Toutefois, M. [O] a adressé une lettre à M. le Président de la République le 27 octobre 2019, reçue le 29 octobre 2019 aux fins d’annulation de sa dette. Ce courrier a été transmis au médiateur de l’URSSAF, lequel a, selon lettre du 11 juin 2021, clos le dossier de médiation, faute de respect par le cotisant de l’échéancier accordé par l’URSSAF.
Le délai de prescription a donc été suspendu, en application des dispositions de l’article 2238 du code civil. Les dates de saisine du médiateur de l’URSSAF et de l’accord trouvé entre les parties, mettant fin à la mesure de médiation, n’ayant pas été communiquées par les parties, il conviendra de prendre en considération une période de suspension de la prescription de 63 jours, du 29 octobre 2019, date de réception de la demande par les cabinets des ministères sociaux au 1er janvier 2020, date depuis laquelle le médiateur indique qu’aucun paiement n’a été effectué en dépit d’un échéancier mis en place de par les parties dans le cadre de la mesure de médiation.
Ainsi, l’échéance du délai de prescription s’est trouvé reportée au 17 janvier 2023.
De surcroît, ce délai s’est également trouvé suspendu pour une durée de 111 jours, du 12 mars 2020 au 30 juin 2020, aux termes de l’article 4 de l’ordonnance n°2020-312 du 25 mars 2020, modifié par l’ordonnance n°2020-560 du 13 mai 2020 relatives à la prolongation des droits sociaux, soit jusqu’au 9 mai 2023, date avant laquelle la contrainte a été signifiée.
Dans ces conditions, la prescription de la demande ne pourra être retenue.
Enfin, M. [O] fait valoir et prouve qu’il a déposé un dossier de surendettement le 9 septembre 2024. Or, il n’est justifié d’aucune décision de la commission de surendettement des particuliers du Calvados statuant sur sa demande.
Un plan de surendettement n’aurait, en outre, aucune incidence sur le titre exécutoire contesté dans le cadre de la présente instance.
Dans ces conditions, la dette n’étant par ailleurs par autrement contestée, il convient de valider la contrainte et de condamner M. [O] à verser à l’URSSAF de Normandie la somme de 12 127 euros.

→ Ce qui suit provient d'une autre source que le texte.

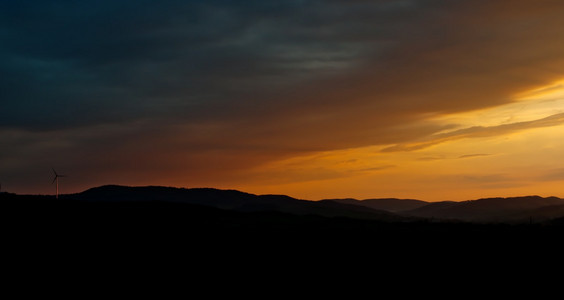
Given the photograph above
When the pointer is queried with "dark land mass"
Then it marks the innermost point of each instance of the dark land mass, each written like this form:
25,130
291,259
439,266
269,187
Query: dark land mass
118,211
207,230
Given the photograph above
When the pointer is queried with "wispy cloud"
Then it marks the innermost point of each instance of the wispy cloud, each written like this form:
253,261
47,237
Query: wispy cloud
477,132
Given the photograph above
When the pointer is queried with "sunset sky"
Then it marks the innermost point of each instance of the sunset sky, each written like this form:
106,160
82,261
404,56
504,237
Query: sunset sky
426,99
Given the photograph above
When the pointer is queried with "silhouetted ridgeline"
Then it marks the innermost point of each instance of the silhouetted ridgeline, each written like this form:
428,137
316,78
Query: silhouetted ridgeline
118,206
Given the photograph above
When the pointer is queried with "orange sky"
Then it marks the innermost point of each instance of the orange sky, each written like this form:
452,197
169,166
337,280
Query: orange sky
433,100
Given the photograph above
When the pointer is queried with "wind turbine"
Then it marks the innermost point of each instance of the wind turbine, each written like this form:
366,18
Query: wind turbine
56,179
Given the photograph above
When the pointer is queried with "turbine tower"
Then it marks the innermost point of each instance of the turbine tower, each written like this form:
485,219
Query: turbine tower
56,180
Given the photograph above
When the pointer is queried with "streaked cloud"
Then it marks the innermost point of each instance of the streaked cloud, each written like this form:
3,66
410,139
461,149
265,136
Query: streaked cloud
208,92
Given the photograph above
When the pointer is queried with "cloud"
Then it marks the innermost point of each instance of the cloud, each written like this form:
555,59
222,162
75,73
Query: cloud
477,132
212,87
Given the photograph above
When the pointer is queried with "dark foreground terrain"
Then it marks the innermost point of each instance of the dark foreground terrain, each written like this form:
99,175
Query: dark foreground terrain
185,225
95,242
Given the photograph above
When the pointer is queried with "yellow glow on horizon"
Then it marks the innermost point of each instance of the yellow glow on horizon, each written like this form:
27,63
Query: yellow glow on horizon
505,163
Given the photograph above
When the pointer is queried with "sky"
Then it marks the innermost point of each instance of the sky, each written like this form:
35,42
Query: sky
423,99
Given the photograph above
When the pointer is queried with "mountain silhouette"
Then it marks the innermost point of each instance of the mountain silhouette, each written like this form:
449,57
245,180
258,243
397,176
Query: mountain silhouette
387,204
231,200
514,209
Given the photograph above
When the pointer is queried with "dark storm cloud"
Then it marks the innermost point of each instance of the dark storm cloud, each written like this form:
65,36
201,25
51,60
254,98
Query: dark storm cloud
67,63
109,85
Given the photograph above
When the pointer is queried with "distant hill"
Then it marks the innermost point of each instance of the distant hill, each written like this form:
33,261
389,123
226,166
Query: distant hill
515,209
387,204
231,200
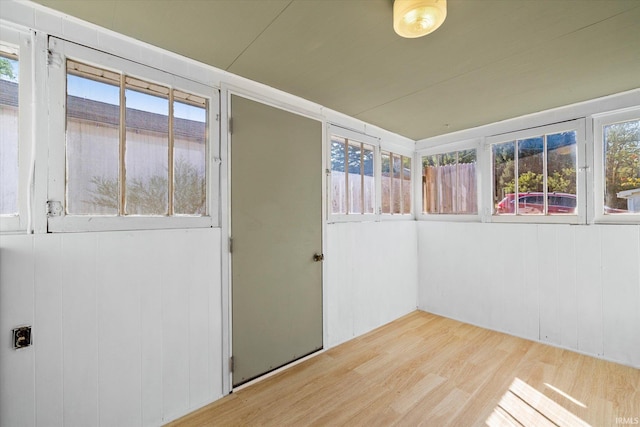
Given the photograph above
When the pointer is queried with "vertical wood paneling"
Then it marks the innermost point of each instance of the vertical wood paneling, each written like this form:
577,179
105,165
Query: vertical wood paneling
153,264
175,328
80,329
17,395
567,286
621,293
371,276
580,289
589,290
119,354
48,268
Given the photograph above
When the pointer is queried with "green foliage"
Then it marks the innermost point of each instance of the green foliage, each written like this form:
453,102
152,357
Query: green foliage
149,197
6,69
622,163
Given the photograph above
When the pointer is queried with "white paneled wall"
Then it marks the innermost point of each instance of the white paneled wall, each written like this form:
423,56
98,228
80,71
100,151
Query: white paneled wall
371,276
126,325
576,287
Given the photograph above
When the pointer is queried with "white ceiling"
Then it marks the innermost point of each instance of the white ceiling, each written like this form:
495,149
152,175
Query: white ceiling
491,60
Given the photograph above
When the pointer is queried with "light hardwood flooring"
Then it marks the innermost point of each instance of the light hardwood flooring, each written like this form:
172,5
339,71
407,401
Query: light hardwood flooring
424,369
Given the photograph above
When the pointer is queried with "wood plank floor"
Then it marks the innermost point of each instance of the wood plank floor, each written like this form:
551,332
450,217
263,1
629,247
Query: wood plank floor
428,370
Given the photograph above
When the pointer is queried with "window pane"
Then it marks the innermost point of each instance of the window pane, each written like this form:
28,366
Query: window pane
396,188
430,184
561,173
9,72
93,120
190,154
622,167
338,177
146,153
449,183
467,201
406,185
504,177
530,174
368,181
386,182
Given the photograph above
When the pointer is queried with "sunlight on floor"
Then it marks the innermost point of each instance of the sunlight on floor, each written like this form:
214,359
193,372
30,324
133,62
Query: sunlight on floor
524,405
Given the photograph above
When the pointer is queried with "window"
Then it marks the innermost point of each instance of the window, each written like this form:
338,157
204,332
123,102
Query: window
395,183
137,148
352,176
449,183
143,156
618,136
9,133
545,165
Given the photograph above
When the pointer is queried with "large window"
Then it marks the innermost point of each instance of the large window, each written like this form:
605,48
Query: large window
617,137
395,183
135,149
352,176
449,183
536,174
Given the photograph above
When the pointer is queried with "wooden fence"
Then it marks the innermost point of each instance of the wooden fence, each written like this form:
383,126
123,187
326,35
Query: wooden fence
450,189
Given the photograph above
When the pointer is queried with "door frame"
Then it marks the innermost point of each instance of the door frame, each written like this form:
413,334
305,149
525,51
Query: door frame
283,103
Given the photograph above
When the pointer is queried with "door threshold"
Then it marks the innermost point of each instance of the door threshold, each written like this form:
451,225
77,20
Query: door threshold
277,370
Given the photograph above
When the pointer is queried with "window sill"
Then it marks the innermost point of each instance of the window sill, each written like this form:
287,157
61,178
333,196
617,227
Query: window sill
70,224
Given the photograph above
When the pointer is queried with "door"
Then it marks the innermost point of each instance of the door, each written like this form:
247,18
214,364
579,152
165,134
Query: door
276,229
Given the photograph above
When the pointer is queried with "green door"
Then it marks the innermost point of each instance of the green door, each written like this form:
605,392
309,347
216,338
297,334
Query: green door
276,229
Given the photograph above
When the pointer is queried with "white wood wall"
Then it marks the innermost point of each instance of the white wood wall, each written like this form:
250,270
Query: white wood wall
371,276
126,327
576,287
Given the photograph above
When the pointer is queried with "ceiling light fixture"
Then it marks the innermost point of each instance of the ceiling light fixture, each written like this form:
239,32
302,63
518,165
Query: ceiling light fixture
417,18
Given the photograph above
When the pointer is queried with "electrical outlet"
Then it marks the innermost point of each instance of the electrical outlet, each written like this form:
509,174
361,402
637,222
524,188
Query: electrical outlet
22,337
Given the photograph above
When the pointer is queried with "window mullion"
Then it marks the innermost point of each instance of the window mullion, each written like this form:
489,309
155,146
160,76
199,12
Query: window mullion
362,198
122,148
170,170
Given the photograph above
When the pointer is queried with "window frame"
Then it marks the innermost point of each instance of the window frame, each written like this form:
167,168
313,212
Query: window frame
582,162
362,138
60,51
20,43
599,121
469,144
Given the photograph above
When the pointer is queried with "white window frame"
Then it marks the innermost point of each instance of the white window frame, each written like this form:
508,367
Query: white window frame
396,149
357,137
469,144
582,165
599,121
20,43
60,51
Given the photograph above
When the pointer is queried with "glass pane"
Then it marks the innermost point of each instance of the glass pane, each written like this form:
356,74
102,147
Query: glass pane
93,139
561,173
504,177
530,175
406,185
338,181
355,178
396,184
369,182
9,73
447,182
386,182
146,154
430,182
467,201
190,158
622,167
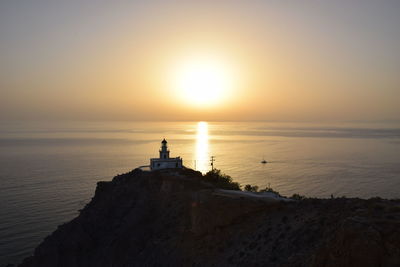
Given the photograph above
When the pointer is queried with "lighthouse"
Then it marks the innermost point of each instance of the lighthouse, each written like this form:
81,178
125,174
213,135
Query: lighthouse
164,161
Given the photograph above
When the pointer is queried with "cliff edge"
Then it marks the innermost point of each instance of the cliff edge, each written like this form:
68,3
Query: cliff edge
174,218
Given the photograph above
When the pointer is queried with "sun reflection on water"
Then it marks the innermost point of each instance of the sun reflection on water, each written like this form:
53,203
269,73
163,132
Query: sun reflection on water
202,153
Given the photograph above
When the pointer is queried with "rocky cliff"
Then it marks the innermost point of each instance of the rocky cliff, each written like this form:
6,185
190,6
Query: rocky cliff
173,218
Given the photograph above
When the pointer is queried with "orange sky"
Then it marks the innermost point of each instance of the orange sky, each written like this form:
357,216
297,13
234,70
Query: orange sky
292,60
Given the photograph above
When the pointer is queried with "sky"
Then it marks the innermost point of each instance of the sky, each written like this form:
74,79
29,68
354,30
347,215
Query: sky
127,60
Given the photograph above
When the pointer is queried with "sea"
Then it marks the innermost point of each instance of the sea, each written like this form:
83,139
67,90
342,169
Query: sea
49,170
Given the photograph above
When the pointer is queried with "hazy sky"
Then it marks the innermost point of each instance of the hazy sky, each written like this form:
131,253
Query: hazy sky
112,60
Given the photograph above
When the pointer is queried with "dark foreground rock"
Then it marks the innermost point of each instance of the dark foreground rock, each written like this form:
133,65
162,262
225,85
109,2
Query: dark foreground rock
174,219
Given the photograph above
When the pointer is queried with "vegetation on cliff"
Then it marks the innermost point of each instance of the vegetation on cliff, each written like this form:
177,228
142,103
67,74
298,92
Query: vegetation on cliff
181,218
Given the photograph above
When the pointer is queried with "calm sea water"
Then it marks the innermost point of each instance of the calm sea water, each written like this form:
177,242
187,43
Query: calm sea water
49,171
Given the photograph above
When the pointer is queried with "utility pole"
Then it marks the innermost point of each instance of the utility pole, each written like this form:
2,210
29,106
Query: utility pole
212,162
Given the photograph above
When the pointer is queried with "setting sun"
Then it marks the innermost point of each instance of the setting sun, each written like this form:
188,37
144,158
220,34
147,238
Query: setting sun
202,82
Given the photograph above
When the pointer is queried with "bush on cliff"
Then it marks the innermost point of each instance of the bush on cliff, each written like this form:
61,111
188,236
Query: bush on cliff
221,180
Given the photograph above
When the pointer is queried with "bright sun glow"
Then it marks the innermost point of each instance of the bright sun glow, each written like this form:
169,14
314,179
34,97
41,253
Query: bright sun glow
203,82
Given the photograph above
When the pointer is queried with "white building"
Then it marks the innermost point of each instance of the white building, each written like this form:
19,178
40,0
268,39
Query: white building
165,162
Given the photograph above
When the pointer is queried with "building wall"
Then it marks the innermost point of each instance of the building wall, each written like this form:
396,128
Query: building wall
157,164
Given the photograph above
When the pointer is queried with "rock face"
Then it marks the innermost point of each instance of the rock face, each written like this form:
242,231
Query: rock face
173,218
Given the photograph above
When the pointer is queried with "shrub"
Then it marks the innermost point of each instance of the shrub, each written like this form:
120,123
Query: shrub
221,180
269,189
297,197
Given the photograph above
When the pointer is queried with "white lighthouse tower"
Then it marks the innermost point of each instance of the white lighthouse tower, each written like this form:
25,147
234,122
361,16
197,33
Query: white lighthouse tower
165,162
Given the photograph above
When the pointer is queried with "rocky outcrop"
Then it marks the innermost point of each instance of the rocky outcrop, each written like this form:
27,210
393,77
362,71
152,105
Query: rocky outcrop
173,218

Partie perdante, M. [O] sera condamné aux dépens de la présente procédure ainsi qu’aux frais de signification et d’exécution de la contrainte, en apploication des dispositions de l’article R. 133-6 du code de la sécurité sociale.
Il sera rappelé que la présente décision est exécutoire par provision.
PAR CES MOTIFS :
Le tribunal, statuant publiquement, par décision contradictoire, susceptible d’appel et rendue par mise à disposition au greffe :
Déboute M. [O] de la fin de non-recevoir titrée de la prescription opposée à l’URASSAF de Normandie,
Valide la contrainte du 26 avril 2023, signifiée le 3 mai 2023 au titre de la régularisation des cotisations et contributions sociales personnelles obligatoires pour l’année 2018, outre les majorations de retard,
Condamne M. [O] à régler à l’URSSAF de Normandie la somme de 12127 euros,
Condamne M. [O] aux dépens,
Condamne M. [O] à régler à l’URSSAF de Normandie les frais de signification et d’exécution de la contrainte,
Rappelle que la présente décision est exécutoire de droit par provision.